# CRT and LCD at the same time for ATI Rage Mobility

## fidler

Back when I used Mandrake 8.0, upon setup with a CRT monitor and my LCD monitor plugged in, it set up XFree86 to display to both the LCD and the CRT monitor (which would be helpful for presentations).  I was wondering if anyone knew how to change the configuration files to do this.

----------

## cbueche

Hi, 

I have a Dell 5000e with the same video adapter.

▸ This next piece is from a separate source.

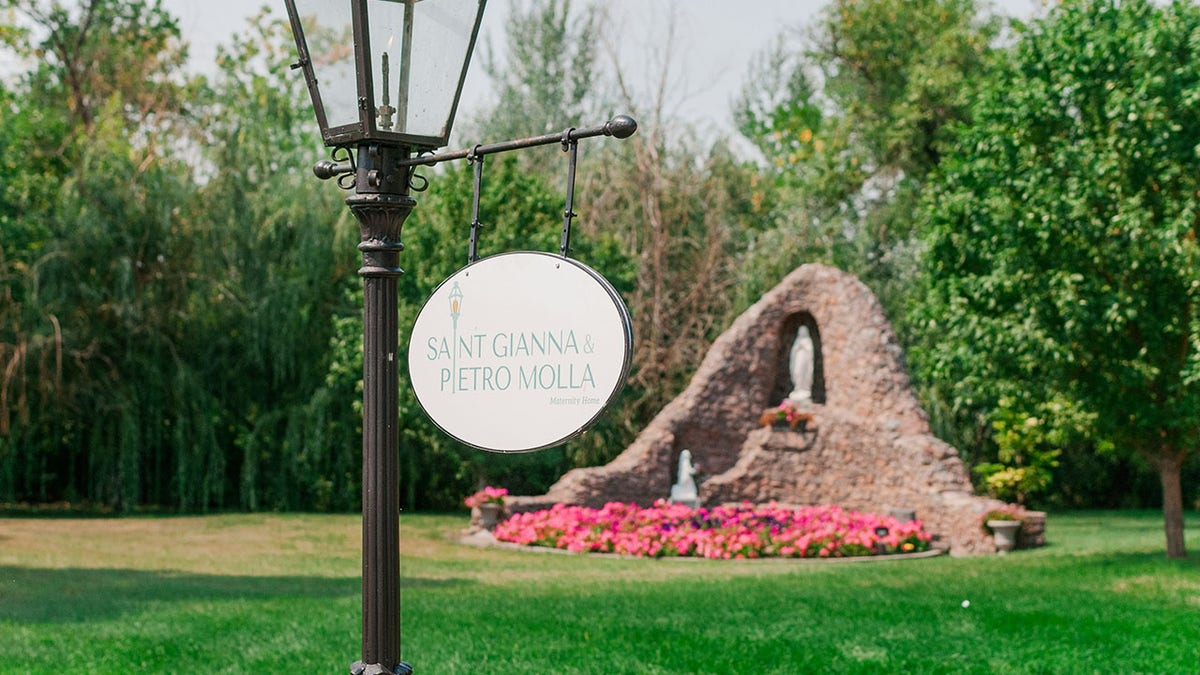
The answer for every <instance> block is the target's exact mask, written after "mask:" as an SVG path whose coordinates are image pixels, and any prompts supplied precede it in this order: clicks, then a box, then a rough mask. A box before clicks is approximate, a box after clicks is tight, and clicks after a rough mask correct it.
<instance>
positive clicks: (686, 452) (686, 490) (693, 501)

I can cycles between my video output (LCD/CRT) using <FN><F8>. You should be able to do the same, check your laptop's doc.

Seeing my 1600x1200 desktop on a Sun 21" car-sized CRT impresses a lot  :Smile: 

----------

## fidler

I can cycle between the displays, but not so that the monitor is displaying information on both the CRT and LCD.  The latter is what I really want.

----------

## klieber

Are you talking about a laptop, with the laptop screen and an external monitor or a desktop machine with two external monitors?

--kurt

----------

## fidler

A laptop, with the laptop screen and an external monitor.

----------

## klieber

 *fidler wrote:*   

> A laptop, with the laptop screen and an external monitor.

 

I thought that this was more a function of the hardware than the software.  AFAIK, the laptop simply acts as a repeater and sends the same video signal to both the LCD screen as well as the external monitor.

Actually -- just tested this with my thinkpad and, without making any special changes to my XFree86 file, I was able to use both the LCD screen and the video projector in our conference room at the same time...

--kurt

----------

## fidler

For your laptop, I guess it is ... However, my laptop doesn't allow that for some reason.  Under M$ Windows it allows a repeater function, also under Mandrake 8.0, but otherwise it will only switch between the LCD and the CRT displays.  The cycle that should be the LCD/CRT display together takes longer and eventually reverts to just the LCD display...

----------